Xie Saike

Personal information
- Full name: XIE Saike
- Nationality: China
- Born: 31 August 1961 (age 64)

Sport
- Sport: Table tennis

Medal record
Men's Table tennis
Representing China
Asian Games
| Gold medal – first place | 1982 New Delhi | Singles |
| Gold medal – first place | 1982 New Delhi | Double (Mixed) |
World Championships
| Gold medal – first place | 1981 Novi Sad | Team (Men) |
| Gold medal – first place | 1981 Novi Sad | Doubles (Mixed) |
| Gold medal – first place | 1983 Tokyo | Team (Men) |
| Gold medal – first place | 1985 Gothenburg | Team (Men) |
| Silver medal – second place | 1981 Novi Sad | Doubles (Men) |
| Silver medal – second place | 1983 Tokyo | Doubles (Men) |
| Bronze medal – third place | 1983 Tokyo | Doubles (Mixed) |

= Xie Saike =

Chinese table tennis player

Xie Saike (born 31 August 1961) is a male former table tennis player from China. He was the 1981 World Champion in mixed doubles.

==Career==

Xie won the 1982 Asian Games singles title in New Delhi, India.

Xie was twice runner-up at these Championships in 1982 (Jakarta) and 1980 (Calcutta, now Kolkata).

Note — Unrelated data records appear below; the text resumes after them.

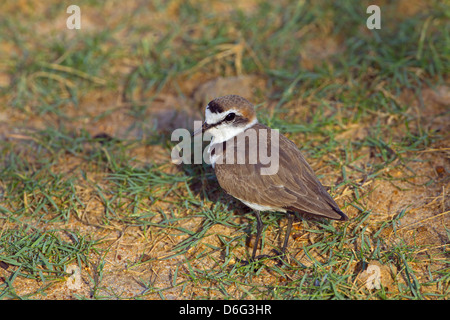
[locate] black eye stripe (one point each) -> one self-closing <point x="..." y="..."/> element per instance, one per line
<point x="214" y="107"/>
<point x="237" y="119"/>
<point x="230" y="116"/>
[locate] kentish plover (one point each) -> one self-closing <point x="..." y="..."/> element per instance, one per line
<point x="292" y="188"/>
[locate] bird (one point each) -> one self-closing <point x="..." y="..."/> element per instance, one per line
<point x="292" y="188"/>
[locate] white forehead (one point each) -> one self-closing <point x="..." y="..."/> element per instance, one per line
<point x="211" y="117"/>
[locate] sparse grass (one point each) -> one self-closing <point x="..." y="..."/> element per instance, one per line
<point x="69" y="195"/>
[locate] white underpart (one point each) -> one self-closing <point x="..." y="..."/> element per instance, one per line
<point x="259" y="207"/>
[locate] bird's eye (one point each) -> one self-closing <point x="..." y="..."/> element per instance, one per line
<point x="230" y="117"/>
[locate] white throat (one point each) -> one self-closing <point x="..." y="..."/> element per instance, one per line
<point x="223" y="133"/>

He finally won gold in three categories (single, doubles (men and mixed)) at the 1984 Asian Table Tennis Championships held in Islamabad, Pakistan.

Xie was twice runner-up in doubles (men) at the 1981 World Championships in Novi Sad and 1983 World Championships in Tokyo.

He was the runner-up at the World Cup held in Kuala Lumpur, Malaysia in 1981.

==Beijing Olympics==
Xie was one of the torch runners in Nanning for the 2008 Summer Olympics in Beijing.